In 2018 she then kept on breaking the Scottish record and was crowned British champion. A year later she ran a personal best of 22.50.

"I never ever ever ever ever thought I'd become an Olympian,” said Dobbin, reflecting on the last few years. “Ever! To do that is a huge dream come true.

“When I started athletics many years ago now I just didn't show these kind of signs.

"When I was 18, 19, a lot of the sprinters I race against were running world class times at that young age.

"It's very common for sprinters to have breakthroughs in their early teens and build on that. That never happened to me. When the Olympic Games were in Rio, five years ago now, I wasn't running anywhere near the times needed to make teams then.

“So this has just completely came out of the blue, it's a complete shock and I can't quite believe it's happened to me.

"When you say you do athletics to people they always say 'Have you been to the Olympics?' or 'Are you going to the Olympics?'. I always used to think “very very most likely not” and here I am. I've done it.

"The last three years have been amazing. My whole career has turned around, I never expected this to happen, so it is quite overwhelming when I think about how far I've come.”

So when did Dobbin start to believe she could reach the top?

"When I ran sub-23 for the first time because that is such a milestone in 200m sprinting” she said. “When I did that I thought ‘my god that's what the best girls in the country are running, I could really make the European team’.

“Three weeks later I became British champion and I did make the European team.

“Ever since then I’ve been to every championship with the British team and that in itself isn't easy to do.

“Athletics and sprinting in this country is so competitive. You've always got eight to ten girls who are capable of being top three at the British Championships.

“So for me to even be here, I've had to really be on my A game.

“I couldn't be prouder of myself and my coach [Leon Baptiste]. He's been the driver behind this, I've just done whatever he tells me to do. He's done all the thinking and the hard work behind it.”

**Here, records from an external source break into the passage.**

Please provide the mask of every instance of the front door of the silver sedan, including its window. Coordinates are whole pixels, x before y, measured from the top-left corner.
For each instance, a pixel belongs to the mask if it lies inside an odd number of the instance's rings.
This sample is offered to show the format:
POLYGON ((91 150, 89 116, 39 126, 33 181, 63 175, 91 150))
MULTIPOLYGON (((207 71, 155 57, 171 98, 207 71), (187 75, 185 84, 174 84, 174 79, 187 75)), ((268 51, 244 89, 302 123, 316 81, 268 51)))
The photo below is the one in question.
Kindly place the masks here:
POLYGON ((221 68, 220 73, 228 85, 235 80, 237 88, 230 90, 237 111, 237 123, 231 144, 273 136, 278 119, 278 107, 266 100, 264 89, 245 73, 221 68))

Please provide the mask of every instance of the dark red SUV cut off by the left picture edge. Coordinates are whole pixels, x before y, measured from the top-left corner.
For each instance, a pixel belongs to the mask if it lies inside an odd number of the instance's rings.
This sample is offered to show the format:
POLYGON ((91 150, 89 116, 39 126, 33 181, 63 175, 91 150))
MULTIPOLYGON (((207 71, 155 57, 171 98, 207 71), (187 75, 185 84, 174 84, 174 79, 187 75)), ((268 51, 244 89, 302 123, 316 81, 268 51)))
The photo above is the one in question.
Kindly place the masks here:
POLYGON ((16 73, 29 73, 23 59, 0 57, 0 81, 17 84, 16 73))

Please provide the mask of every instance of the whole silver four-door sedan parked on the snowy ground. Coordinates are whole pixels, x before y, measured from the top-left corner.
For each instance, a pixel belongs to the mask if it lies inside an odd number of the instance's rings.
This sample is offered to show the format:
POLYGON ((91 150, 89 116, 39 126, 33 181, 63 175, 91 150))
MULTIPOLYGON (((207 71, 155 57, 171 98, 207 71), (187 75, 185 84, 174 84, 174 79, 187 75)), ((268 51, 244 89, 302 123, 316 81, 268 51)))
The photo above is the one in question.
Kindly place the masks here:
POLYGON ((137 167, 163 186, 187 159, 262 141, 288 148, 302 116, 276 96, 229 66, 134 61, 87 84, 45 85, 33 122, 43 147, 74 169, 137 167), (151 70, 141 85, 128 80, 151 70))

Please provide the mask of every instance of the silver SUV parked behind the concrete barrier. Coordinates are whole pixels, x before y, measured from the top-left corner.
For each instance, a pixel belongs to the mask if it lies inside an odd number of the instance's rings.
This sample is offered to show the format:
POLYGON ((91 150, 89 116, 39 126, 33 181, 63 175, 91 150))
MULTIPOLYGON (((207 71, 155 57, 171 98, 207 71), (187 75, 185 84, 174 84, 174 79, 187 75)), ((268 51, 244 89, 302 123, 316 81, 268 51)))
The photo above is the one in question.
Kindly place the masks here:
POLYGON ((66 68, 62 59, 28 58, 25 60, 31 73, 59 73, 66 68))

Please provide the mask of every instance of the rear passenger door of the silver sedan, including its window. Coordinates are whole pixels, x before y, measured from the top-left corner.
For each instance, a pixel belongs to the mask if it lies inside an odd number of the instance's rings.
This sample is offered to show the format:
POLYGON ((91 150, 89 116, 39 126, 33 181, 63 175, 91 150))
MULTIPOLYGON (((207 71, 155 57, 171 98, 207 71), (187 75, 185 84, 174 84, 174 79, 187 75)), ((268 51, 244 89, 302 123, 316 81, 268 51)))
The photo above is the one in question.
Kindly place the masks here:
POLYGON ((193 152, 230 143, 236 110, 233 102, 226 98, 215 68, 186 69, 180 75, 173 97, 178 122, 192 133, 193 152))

She may have been catapulted into the international arena but Dobbin hasn’t forgotten her roots.

"I really have fond memories from Doncaster Athletic Club,” she said.

"My first coach John Blackshaw just put so much time and effort into all of his athletes and he taught me so much.

“He got me to English Schools medals when I never even thought I'd be capable of that. It really put me into a good position for when I moved to Loughborough, I was prepared and I knew what was expected of me. I really can't think him enough.”